I think the way I'll be upset by being rejected... will only be by the measure of my pride. I have been working -extremely- hard. Exhaustion or whatever isn't the issue, but the problem with it is... that no one at my school believes in me at all. They laugh at my efforts, they throw food at me when I re-sit my 8.8 (A) in history to make it higher. So it will really hurt that I can't prove to them I'm good enough for Oxford. (They don't know the names of any of the other four uni's I'm also applying to.) I really, really want to show them I'm worth more than they think.
Anyway, that doesn't say much. Because honestly, which sane person cares what others think or say? So I predict it won't affect me an awful lot. I'll just lose that one spark of satisfaction and I can't say it'd really bother me much.

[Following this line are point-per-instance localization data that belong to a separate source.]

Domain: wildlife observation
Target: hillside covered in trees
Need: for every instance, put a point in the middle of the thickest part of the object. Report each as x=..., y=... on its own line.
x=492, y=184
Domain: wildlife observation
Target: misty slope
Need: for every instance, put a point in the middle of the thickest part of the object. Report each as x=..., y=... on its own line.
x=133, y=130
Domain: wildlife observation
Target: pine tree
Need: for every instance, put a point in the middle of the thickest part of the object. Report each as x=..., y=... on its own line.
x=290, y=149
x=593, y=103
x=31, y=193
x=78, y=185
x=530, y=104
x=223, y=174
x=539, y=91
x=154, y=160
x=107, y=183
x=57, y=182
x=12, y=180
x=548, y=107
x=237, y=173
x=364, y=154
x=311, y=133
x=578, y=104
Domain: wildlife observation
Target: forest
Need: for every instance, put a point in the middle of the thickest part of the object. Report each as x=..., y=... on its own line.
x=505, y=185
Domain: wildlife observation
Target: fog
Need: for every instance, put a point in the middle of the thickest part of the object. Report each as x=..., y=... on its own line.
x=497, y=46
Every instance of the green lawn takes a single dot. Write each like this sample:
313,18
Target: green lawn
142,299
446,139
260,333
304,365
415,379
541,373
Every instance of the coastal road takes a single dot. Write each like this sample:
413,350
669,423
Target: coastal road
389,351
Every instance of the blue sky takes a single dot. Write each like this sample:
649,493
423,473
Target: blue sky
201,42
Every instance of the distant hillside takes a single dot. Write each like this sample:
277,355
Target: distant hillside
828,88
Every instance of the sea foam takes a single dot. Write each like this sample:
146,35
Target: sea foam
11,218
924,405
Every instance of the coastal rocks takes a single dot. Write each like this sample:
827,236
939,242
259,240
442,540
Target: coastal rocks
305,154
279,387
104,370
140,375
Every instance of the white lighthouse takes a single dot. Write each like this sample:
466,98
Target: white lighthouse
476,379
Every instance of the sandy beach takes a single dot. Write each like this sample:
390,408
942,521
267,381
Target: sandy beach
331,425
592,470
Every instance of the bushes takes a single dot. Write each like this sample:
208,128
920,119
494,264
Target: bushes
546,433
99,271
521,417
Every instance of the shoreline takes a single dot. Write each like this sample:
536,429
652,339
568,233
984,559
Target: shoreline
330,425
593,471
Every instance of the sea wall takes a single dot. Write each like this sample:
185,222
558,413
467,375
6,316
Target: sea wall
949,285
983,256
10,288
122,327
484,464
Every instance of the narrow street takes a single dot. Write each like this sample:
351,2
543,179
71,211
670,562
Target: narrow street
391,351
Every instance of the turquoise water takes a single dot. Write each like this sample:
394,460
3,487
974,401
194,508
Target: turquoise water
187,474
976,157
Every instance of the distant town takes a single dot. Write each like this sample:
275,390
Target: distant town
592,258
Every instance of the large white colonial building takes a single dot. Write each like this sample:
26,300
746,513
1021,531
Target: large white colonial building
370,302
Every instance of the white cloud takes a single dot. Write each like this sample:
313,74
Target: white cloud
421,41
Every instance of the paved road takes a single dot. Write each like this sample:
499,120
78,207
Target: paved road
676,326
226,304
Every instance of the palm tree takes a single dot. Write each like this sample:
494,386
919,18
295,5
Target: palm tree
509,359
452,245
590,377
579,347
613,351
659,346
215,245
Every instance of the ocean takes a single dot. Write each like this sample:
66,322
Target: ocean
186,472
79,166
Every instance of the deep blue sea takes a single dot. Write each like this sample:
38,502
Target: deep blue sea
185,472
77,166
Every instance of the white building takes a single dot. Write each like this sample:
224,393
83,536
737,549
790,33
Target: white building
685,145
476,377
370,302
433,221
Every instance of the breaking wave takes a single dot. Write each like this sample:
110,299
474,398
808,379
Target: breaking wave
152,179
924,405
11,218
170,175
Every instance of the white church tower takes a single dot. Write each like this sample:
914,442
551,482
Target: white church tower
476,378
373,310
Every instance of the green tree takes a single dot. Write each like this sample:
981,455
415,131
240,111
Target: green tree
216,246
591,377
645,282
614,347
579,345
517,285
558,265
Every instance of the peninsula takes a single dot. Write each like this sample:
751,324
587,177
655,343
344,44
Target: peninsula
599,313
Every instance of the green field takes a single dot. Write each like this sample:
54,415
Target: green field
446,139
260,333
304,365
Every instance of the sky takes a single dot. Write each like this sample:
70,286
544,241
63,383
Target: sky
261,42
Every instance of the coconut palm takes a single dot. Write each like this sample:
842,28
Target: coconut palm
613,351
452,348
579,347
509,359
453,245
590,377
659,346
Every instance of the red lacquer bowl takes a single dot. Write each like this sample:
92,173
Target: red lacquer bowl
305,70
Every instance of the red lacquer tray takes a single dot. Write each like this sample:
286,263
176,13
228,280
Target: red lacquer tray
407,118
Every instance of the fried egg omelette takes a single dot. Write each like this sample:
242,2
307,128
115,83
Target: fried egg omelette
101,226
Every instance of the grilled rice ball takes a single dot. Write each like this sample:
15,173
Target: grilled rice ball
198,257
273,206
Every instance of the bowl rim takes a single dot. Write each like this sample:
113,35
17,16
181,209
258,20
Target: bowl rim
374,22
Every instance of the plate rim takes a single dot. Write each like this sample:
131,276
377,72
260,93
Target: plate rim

Today I found out I've got a really strong chance of being accepted at my back-up in the Netherlands (Roosevelt Academy, anyone ever heard of it? edit: right, that sounds far too arrogant, sorry) so I'm pretty certain I'll have excellent future education. I just figured I'd type the above out, because I'm curious... is anyone else in the same situation? Am I the only social outcast here? Does anyone care about their social insanity, or are you fine with having no friends...?
Slightly off-topic, but yeah, I'm just wondering if opinions of other people matter when you're accepted/rejected.